In January, over 40 Pakistanis perished in another incident when a boat carrying irregular migrants from Mauritania to Spain sank. That vessel, which departed Mauritania on January 2, had 86 people on board — 66 of them Pakistani. Moroccan authorities rescued 36 survivors from that wreckage.
Even earlier, more than 80 Pakistanis drowned in mid-December 2024 in a pair of boat accidents near Greece. These repeated tragedies underline the grave risks associated with irregular migration across the Mediterranean.
In response to the growing number of such incidents, Prime Minister Shehbaz Sharif’s government has intensified its crackdown on human smugglers and the officials accused of facilitating illegal migration.
To date, 35 officials from the Federal Investigation Agency have been dismissed, and former Director General Ahmad Ishaq Jahangir was removed for the agency’s reportedly slow pace in investigating the incidents and dismantling trafficking networks.

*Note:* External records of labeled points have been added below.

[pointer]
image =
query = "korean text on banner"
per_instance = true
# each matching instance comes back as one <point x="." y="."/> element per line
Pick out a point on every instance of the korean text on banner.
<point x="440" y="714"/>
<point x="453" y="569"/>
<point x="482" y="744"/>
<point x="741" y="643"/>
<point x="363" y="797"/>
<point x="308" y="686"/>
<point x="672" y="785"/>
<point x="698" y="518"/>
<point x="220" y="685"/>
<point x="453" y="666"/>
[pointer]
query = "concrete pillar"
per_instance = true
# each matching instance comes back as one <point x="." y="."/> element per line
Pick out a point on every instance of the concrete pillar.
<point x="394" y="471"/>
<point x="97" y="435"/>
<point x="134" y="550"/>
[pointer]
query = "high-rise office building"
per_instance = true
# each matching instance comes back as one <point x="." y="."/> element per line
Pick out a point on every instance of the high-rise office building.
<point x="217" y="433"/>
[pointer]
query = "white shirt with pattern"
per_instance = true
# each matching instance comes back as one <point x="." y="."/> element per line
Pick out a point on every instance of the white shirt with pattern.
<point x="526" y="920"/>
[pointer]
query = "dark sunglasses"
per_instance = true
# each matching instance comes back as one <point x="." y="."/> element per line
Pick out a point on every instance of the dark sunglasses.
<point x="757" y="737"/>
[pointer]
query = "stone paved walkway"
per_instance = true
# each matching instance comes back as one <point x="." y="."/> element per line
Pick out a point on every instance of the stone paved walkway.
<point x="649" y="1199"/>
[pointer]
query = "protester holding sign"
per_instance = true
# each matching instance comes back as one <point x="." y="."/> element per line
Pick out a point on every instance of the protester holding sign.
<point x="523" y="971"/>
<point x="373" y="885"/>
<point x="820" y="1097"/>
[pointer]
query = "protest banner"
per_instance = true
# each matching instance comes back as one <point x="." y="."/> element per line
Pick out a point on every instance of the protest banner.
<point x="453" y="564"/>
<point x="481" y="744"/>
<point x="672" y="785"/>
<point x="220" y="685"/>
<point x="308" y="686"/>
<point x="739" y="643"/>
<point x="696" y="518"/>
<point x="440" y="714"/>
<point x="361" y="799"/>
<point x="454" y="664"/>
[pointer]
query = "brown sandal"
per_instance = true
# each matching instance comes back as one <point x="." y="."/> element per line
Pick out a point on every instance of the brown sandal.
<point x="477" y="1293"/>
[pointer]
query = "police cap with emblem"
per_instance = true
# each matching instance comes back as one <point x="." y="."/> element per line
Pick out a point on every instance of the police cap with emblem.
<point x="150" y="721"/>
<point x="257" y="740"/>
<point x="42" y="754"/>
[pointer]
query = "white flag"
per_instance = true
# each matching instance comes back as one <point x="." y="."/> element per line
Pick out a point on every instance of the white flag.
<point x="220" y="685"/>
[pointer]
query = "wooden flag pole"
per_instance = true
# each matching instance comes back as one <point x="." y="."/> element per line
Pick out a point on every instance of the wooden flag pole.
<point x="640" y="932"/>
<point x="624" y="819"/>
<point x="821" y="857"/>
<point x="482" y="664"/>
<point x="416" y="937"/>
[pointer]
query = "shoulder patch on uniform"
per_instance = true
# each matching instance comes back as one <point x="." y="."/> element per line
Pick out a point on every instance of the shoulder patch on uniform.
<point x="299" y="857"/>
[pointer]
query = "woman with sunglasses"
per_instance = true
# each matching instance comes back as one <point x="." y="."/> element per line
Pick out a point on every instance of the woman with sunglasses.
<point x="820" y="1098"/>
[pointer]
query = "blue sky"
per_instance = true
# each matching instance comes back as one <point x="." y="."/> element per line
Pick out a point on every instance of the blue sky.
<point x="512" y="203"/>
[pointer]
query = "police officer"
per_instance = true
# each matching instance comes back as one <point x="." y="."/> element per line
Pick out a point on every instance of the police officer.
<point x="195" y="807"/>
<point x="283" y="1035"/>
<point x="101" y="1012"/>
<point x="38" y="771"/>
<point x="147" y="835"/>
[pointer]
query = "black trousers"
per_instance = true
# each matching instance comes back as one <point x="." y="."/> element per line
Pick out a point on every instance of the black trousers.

Amid heightened public awareness campaigns, Lahore’s Jamia Naeemia has issued a formal religious edict against illegal migration. The decree, issued by Dr Mufti Raghib Hussain Naeemi and Mufti Imran Hanfi, stated that using unlawful means to travel abroad is both illegal and a violation of Islamic teachings.
As the government and religious institutions join forces to discourage such perilous journeys, the latest tragedy in Libya serves as a grim reminder of the human cost of irregular migration.